Già questo, di per sé, rappresenterebbe un passaggio importante, unico nel suo genere, di capacità di governo di un contratto nazionale utilizzato per qualche milione di lavoratori.
Una intesa che è passata sotto tono sui media e che rappresenta, a mio parere, un salto di qualità per le relazioni sindacali nel nostro Paese.
Le parti, in considerazione della situazione economica, decidono, prima di sospendere una tranche già concordata, poi di erogarla successivamente e, infine, posticipano pure la scadenza contrattuale dando prova di lungimiranza e di governo delle relazioni sindacali.

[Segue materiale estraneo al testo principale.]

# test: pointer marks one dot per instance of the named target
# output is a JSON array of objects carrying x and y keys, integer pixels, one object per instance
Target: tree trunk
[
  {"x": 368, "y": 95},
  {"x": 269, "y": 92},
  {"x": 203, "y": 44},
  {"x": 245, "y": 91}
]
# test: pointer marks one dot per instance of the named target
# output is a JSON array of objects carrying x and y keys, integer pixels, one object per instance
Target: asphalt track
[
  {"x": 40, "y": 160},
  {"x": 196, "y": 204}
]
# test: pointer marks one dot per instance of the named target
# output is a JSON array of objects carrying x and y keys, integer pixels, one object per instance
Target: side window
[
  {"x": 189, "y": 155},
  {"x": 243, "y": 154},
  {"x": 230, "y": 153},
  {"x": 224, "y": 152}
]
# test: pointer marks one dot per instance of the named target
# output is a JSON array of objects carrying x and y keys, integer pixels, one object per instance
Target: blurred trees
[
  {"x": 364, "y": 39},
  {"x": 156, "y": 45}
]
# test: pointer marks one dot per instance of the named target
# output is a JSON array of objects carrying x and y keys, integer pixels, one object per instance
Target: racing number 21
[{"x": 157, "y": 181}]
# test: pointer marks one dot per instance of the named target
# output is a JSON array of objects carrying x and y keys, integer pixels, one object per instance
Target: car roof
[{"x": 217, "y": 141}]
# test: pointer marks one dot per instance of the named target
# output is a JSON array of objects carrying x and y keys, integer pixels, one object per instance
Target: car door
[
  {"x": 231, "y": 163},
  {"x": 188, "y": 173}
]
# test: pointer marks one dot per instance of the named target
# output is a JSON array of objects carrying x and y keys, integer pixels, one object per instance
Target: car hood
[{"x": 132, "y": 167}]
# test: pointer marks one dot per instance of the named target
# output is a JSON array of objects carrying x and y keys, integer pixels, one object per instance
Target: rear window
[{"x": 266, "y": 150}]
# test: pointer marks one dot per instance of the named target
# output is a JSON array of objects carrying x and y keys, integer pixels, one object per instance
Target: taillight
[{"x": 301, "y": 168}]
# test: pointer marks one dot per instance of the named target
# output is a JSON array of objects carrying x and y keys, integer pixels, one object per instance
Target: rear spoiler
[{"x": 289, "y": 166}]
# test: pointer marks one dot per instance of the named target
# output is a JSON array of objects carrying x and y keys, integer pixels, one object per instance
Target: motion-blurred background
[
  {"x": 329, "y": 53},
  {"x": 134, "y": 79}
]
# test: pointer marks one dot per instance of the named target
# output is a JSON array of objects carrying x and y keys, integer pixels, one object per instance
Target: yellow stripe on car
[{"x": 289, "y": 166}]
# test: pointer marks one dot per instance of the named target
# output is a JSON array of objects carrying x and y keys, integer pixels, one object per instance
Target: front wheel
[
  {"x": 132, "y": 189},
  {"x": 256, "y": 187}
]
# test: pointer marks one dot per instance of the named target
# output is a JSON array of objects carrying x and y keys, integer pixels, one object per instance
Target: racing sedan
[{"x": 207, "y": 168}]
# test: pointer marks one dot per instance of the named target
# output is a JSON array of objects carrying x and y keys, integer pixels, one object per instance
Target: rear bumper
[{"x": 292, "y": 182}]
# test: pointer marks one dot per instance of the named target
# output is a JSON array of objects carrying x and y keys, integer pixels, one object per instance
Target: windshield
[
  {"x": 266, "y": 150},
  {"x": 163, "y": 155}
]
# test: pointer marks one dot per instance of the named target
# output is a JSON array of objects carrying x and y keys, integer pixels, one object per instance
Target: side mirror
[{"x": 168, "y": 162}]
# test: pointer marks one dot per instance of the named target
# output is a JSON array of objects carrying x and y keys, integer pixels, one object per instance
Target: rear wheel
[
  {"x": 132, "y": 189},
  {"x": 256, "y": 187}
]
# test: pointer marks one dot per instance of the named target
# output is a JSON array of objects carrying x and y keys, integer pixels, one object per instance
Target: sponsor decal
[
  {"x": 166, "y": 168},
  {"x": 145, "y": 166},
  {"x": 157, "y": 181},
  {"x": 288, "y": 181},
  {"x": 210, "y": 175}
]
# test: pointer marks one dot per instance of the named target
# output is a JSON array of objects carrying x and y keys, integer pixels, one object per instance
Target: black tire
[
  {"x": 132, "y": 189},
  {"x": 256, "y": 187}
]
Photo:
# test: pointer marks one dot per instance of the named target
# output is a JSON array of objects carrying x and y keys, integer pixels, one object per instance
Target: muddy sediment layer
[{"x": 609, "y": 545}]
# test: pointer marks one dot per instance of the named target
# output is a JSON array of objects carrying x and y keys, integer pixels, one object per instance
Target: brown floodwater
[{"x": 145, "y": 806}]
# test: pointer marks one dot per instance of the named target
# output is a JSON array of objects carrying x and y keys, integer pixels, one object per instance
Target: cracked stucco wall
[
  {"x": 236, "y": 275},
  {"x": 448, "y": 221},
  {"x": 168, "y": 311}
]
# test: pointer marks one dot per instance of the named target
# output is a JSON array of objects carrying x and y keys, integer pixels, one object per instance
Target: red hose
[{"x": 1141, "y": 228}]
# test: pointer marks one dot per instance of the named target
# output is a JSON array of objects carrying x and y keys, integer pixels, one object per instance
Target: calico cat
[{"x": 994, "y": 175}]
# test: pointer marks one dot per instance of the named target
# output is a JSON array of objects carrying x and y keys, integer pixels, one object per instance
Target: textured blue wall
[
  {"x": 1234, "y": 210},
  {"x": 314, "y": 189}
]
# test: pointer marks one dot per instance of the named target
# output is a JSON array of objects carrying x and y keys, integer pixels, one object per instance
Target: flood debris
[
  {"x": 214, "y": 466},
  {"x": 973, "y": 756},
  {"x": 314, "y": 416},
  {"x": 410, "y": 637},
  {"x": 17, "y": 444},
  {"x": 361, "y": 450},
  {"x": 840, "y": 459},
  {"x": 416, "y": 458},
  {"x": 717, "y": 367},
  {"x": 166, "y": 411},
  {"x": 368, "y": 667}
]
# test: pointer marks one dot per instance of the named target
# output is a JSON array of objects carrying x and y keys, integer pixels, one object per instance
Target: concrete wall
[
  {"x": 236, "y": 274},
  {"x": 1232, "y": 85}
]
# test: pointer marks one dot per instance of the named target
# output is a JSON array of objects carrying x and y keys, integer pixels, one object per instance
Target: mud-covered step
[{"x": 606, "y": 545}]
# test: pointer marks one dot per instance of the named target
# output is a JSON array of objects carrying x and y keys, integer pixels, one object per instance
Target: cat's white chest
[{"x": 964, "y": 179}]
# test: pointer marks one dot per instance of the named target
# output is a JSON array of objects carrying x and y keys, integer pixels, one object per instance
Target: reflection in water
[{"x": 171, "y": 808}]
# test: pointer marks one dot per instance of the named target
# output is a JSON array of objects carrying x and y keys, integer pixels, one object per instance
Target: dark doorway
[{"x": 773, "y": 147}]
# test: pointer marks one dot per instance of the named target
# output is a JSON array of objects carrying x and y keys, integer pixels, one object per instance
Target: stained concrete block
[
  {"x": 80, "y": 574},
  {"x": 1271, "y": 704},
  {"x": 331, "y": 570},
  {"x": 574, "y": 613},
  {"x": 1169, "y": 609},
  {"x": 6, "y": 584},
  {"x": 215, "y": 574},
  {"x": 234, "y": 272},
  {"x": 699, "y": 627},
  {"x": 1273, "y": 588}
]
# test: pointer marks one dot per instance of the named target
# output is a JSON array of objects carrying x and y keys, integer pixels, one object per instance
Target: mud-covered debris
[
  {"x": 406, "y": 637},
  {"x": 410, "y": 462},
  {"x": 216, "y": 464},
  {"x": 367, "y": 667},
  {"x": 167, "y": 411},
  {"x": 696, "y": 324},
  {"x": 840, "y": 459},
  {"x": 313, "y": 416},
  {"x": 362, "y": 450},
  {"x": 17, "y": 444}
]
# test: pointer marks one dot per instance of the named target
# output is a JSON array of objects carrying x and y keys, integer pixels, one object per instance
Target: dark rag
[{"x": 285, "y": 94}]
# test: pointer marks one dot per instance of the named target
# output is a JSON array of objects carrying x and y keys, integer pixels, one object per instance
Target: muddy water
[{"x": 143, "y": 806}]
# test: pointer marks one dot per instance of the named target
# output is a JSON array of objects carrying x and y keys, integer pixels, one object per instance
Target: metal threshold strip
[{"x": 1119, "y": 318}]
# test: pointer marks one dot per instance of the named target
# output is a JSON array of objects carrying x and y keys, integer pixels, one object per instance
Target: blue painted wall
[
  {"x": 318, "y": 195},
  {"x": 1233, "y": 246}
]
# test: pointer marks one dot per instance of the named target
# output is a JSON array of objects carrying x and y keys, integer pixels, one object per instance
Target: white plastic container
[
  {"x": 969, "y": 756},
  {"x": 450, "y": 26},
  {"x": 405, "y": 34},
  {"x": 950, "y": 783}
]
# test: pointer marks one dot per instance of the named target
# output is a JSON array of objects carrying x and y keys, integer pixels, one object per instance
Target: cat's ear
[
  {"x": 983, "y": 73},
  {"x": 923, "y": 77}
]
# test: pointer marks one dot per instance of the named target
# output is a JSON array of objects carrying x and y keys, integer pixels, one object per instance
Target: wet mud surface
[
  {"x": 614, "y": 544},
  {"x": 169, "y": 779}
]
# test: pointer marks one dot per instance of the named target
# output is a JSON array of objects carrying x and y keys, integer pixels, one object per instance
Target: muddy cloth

Un fatto nuovo, mai accaduto. Così come non è difficile, scorgere, a fianco dell’ovvia autonomia negoziale della categoria, una visione confederale unitaria, che ha condiviso (saggiamente) questa decisione.
A questo si aggiunga la derogabilità, già concordata in sede di rinnovo nel 2015, di tutti gli istituti, anche economici, propedeutici per costruire, in ogni sotto-settore economico ma anche in gruppi o aziende, un vero contratto su misura fatto di regole uguali per tutti ma anche di specificità.

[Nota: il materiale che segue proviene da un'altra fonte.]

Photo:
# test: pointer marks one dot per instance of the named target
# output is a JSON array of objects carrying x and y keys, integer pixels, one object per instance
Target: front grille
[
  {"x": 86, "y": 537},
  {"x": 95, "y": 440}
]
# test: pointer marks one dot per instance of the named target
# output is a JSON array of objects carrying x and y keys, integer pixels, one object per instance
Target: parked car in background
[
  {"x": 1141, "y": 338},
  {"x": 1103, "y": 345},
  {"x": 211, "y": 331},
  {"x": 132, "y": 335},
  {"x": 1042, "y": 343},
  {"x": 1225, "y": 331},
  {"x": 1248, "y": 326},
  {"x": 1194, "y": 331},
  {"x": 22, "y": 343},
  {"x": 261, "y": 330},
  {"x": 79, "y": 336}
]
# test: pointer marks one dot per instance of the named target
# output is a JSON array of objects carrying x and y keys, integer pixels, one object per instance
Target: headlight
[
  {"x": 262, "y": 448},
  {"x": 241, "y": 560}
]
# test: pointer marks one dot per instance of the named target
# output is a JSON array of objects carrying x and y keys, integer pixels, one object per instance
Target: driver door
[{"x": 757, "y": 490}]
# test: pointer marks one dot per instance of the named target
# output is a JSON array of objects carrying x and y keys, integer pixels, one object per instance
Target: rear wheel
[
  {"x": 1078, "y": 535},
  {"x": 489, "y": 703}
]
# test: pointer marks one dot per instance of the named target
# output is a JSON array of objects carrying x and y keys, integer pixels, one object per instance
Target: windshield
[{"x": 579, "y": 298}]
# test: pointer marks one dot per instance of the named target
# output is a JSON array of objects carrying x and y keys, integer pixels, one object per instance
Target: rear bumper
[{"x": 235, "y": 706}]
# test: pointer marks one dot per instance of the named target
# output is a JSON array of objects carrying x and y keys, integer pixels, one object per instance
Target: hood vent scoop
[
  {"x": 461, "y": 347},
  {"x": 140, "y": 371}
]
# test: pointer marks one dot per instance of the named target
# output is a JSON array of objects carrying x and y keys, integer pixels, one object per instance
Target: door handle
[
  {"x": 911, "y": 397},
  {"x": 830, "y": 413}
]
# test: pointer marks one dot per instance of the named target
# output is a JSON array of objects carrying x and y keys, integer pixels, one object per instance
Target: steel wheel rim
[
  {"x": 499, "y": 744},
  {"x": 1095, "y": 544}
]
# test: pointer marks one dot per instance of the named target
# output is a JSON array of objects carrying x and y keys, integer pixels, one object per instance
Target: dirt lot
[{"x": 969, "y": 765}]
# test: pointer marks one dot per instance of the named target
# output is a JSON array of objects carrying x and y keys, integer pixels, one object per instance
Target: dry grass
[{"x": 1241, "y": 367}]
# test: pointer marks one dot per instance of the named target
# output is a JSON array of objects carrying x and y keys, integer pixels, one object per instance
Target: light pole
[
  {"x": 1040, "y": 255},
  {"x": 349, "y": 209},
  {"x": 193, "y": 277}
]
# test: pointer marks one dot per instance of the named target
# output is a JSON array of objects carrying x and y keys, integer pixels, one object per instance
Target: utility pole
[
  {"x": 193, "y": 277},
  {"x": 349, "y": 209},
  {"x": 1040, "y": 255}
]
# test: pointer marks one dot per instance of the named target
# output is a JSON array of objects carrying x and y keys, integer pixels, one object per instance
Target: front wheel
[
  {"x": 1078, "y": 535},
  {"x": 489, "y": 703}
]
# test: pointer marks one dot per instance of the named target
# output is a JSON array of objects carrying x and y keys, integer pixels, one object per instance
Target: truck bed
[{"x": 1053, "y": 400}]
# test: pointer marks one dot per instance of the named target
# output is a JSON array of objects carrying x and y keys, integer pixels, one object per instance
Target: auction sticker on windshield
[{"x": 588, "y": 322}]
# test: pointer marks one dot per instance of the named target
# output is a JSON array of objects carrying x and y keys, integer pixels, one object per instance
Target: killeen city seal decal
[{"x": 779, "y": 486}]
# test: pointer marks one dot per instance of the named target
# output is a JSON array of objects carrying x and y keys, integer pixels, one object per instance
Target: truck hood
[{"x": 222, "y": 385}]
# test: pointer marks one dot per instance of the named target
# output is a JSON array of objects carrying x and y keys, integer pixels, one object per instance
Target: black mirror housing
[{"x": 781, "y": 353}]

Non è un caso che sempre più aziende, pur di settori differenti, utilizzano questo contratto. Così come non è un caso che una parte significativa di imprese iscritte a Confindustria lo utilizzi anche perché è un contratto che non presenta alcuna rigidità applicativa particolare.
Ed è il dilemma davanti al quale si trovano le aziende della Grande Distribuzione. Applicarlo e lavorare sulle deroghe e sui contenuti di settore e di azienda oppure insistere, negandone il rinnovo a duecentomila lavoratori, in attesa di una fotocopia da sventolare con grandi rischi di intervento sanzionatorio da parte degli organismi competenti?
Questo accordo, tra l’altro, mette una pietra tombale ai rischi potenziali di dumping contrattuale. Rischio che la proliferazione dei contratti firmati stava insinuandosi anche nel terziario.
Questa intesa infatti recita che: “gli aumenti contrattuali definiti dal CCNL terziario, Distribuzione e servizi, in quanto Contratto Nazionale maggiormente applicato nell’ambito dell’intero settore terziario sottoscritto dalle parti stesse, debbano costituire una previsione NON diversificabile in altri accordi collettivi di pari livello nazionale”. E continua: “ la violazione di tale previsione verrà automaticamente recepita nel suddetto CCNL”.
Punto, set e partita.
Con questo accordo, i firmatari del Contratto Nazionale principale, si impegnano, di fatto, ad arginare sia la proliferazione dei contratti che a impedire, direttamente o indirettamente, forme di dumping tra imprese.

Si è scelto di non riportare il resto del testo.